The Tax Cuts and Jobs Act of 2017 was passed a year ago, but many of the changes won’t be obvious until taxpayers file their 2018 returns in early 2019. Among the changes you’ll see:
Fewer taxpayers will itemize their deductions. A cap of $10,000 applies to state and local taxes and expenses that were subject to a 2%-of-adjusted gross income threshold (safe deposit rentals, income tax preparation fees, unreimbursed employee expenses) are no longer deductible. On the other hand, the deduction limitation for cash gifts to charity has increased. Donors can deduct their gifts up to 60% of adjusted gross income (compared to 50% previous). Excess amounts can be carried over and deducted for up to five additional years.
Standard deductions have nearly doubled, a factor that also contributes to fewer taxpayers itemizing in 2018. The standard deductions are:
Single filers and married filing separately:
Heads of households:
The personal exemption for the taxpayer, spouse and any dependents is gone.
Taxpayers who make job-related moves are no longer able to deduct the cost, except for members of the military.
Casualty loss deductions are limited to those living in Presidentially declared disaster areas.
The deduction for interest on mortgages and home equity loans taken out in 2018 is limited to a total indebtedness of $750,000.
There’s Still Time
If you’re age 70½ or older and haven’t already taken the full required minimum distribution from your IRA yet, there’s a way to cut your income tax bill while providing for favorite charities. Instead of having the check sent to you — and paying income tax on the amount — you can direct the custodian to send the check to charity. There is no income tax deduction for your generosity, but you avoid the tax that you otherwise would have paid. For example, Marty has to withdraw $45,000 in 2018. If he directs that $5,000 of that amount be sent to charity, he could save $1,100 in taxes, assuming he is in a 22% income tax bracket.

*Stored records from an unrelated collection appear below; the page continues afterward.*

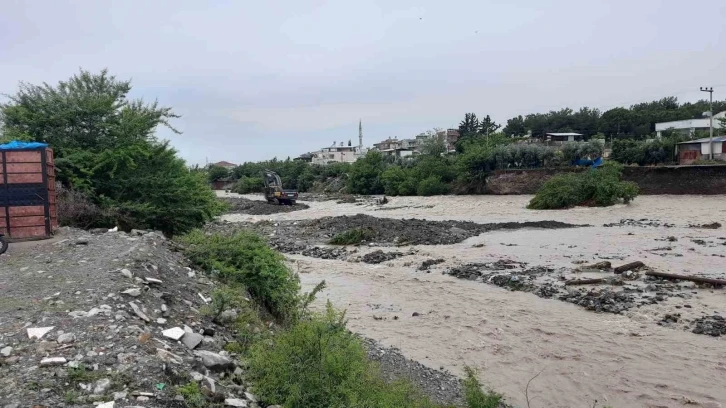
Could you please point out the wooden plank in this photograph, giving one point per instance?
(25, 178)
(23, 157)
(27, 211)
(27, 232)
(32, 221)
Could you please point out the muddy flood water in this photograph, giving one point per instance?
(626, 359)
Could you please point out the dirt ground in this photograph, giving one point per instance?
(632, 342)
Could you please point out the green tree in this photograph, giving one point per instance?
(487, 126)
(216, 173)
(469, 125)
(515, 127)
(105, 146)
(365, 174)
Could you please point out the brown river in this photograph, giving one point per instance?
(623, 360)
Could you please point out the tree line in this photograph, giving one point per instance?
(636, 122)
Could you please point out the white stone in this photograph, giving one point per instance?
(192, 340)
(66, 338)
(120, 395)
(175, 333)
(134, 292)
(38, 332)
(52, 361)
(102, 386)
(235, 402)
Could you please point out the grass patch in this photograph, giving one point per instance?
(353, 236)
(245, 261)
(319, 363)
(473, 394)
(596, 187)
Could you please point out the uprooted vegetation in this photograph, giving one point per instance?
(600, 187)
(313, 360)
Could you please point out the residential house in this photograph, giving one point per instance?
(689, 126)
(699, 149)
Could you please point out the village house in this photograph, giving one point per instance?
(699, 149)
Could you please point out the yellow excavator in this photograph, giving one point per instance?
(274, 193)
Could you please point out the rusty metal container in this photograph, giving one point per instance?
(27, 193)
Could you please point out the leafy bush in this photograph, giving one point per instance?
(473, 394)
(597, 187)
(106, 149)
(247, 185)
(432, 186)
(319, 363)
(353, 236)
(244, 258)
(364, 177)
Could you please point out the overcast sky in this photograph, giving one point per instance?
(257, 79)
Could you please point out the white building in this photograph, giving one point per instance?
(690, 125)
(341, 153)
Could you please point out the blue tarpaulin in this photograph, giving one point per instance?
(15, 145)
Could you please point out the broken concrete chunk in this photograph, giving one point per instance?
(175, 333)
(138, 312)
(235, 402)
(66, 338)
(214, 361)
(51, 361)
(134, 292)
(192, 340)
(38, 332)
(101, 386)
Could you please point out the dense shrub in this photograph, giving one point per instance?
(473, 394)
(319, 363)
(432, 186)
(574, 151)
(645, 152)
(353, 236)
(106, 150)
(596, 187)
(246, 259)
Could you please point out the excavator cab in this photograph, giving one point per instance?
(274, 193)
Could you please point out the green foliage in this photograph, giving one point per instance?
(105, 148)
(246, 185)
(595, 187)
(473, 394)
(319, 363)
(353, 236)
(582, 150)
(245, 259)
(192, 393)
(216, 173)
(432, 186)
(364, 177)
(646, 152)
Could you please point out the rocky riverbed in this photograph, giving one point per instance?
(115, 319)
(459, 291)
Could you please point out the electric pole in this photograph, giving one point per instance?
(710, 116)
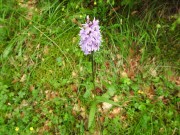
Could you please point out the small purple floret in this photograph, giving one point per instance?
(90, 36)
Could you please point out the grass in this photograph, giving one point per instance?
(45, 79)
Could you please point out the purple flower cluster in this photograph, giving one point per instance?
(90, 36)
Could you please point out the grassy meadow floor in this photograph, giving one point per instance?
(45, 79)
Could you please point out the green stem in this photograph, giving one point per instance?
(93, 71)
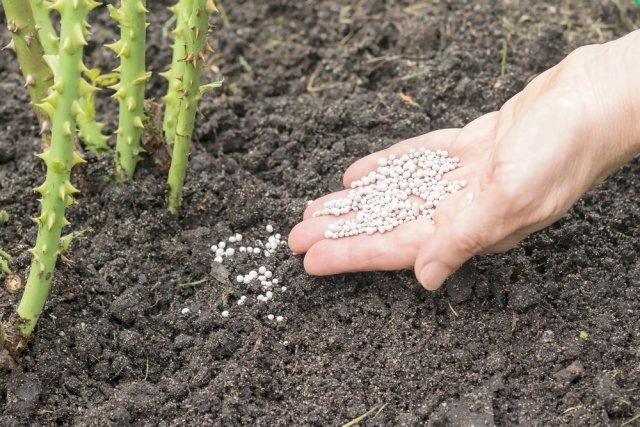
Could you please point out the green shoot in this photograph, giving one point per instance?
(62, 105)
(190, 92)
(133, 77)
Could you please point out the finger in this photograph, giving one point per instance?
(318, 204)
(440, 140)
(458, 237)
(389, 251)
(308, 232)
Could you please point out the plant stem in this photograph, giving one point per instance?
(172, 99)
(190, 94)
(47, 34)
(4, 263)
(38, 76)
(90, 130)
(130, 91)
(59, 158)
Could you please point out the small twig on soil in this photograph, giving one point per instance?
(311, 88)
(410, 76)
(631, 420)
(453, 310)
(195, 283)
(362, 417)
(573, 408)
(245, 64)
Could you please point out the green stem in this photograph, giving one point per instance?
(4, 263)
(182, 11)
(190, 94)
(38, 76)
(89, 130)
(133, 77)
(46, 32)
(60, 158)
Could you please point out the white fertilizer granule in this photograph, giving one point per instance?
(401, 189)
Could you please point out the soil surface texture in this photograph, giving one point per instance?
(132, 334)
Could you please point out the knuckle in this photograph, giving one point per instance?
(470, 242)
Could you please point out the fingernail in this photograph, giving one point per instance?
(434, 275)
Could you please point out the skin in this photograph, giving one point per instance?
(526, 165)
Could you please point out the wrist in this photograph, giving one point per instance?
(623, 58)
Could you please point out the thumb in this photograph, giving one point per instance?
(459, 235)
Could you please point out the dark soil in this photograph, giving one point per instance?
(310, 87)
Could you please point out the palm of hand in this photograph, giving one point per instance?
(524, 168)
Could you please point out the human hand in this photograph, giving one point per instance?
(526, 165)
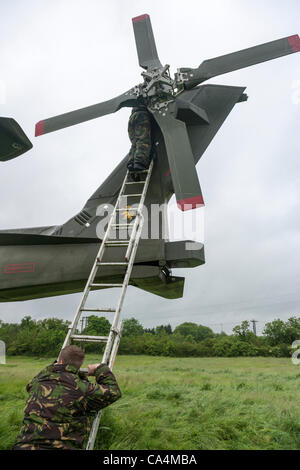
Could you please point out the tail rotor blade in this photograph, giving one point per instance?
(85, 114)
(181, 160)
(241, 59)
(145, 43)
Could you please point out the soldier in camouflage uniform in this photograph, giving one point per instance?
(139, 131)
(61, 403)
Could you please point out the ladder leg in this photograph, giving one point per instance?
(113, 340)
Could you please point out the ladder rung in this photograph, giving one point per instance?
(111, 264)
(92, 339)
(106, 285)
(135, 182)
(117, 243)
(98, 309)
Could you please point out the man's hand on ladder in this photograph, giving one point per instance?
(92, 368)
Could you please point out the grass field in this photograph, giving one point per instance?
(189, 403)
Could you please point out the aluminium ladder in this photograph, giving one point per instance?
(112, 341)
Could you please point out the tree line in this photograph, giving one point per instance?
(43, 338)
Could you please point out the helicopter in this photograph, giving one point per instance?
(56, 260)
(13, 140)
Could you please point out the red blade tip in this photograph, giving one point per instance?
(39, 128)
(295, 42)
(140, 18)
(190, 203)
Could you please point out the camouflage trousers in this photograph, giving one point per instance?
(139, 131)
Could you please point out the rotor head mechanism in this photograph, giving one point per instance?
(173, 113)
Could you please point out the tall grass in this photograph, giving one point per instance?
(187, 403)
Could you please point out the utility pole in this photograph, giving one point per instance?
(254, 326)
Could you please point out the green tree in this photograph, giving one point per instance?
(132, 327)
(243, 331)
(163, 329)
(280, 332)
(198, 332)
(97, 326)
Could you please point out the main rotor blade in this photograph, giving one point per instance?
(181, 160)
(85, 114)
(145, 43)
(241, 59)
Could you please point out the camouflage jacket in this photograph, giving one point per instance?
(60, 404)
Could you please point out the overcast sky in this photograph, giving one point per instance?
(59, 55)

Donors can give up to $100,000 annually from their IRAs. Gifts cannot be used to fund charitable remainder trusts or charitable gift annuities and must be made to public charities, not donor advised funds for private foundations.
What Is This Thing Worth?
There are many reasons you might need to know the fair market value of an asset: you plan to sell it or buy it, you want to donate the item to charity or give it to a family member, you need to insure against loss or the property is part of an estate division. Some assets may be easy to value. Publicly traded stock, for example, is generally valued at the mean (average) between the high and low selling prices for the date of the transfer.
Sometimes you’ll need a qualified appraisal for tax purposes: to claim a charitable deduction for noncash gifts (except publicly traded stock) to charity in excess of $5,000 ($10,000 if the gift is closely held stock), to prove the value of assets given to family members that exceed the $15,000 annual exclusion or to determine the value of an estate’s assets.
It’s important to engage someone who is knowledgeable in the field that is being appraised. This is especially true if you think the IRS may challenge the value placed on the property.
Fighting the Battle of the Estate Bulge
Have you tried on your wedding dress or military uniform lately? Chances are, they may not fit quite as well as they did originally. If clothes get tight after several years, generally it isn’t because the fabric has shrunk — it’s because we’ve stretched.
Estate plans can also get “too snug.” They may no longer fit our circumstances, particularly if there are added children or grandchildren we wish to provide for or if the value of assets we own has increased significantly. A will written a decade or more ago may not have anticipated the size of the estate or taken advantage of tax-saving opportunities.
What are some solutions for “middle-age estate spread”?
Trim some pounds from your estate — Consider gifts to family members to pass assets. The annual gift tax exclusion allows gifts of $15,000 tax free each year to any number of recipients. In addition, the gift tax exclusion shelters up to $11.18 million in 2018 ($11.4 million in 2019). Even if gift and estate taxes are not a concern, you might want to simply shed some of your assets and see them pass to loved ones today.
Have alterations made — See your attorney about a thorough review of your estate plans, including your will, living trust, health care power of attorney and living will. Then, review your will annually to see that your plans still reflect your current wishes.
Get active — Exercise various options for reducing or eliminating tax, including naming charity the beneficiary of retirement accounts. There are many ways to provide for your family’s future security while also supporting charity.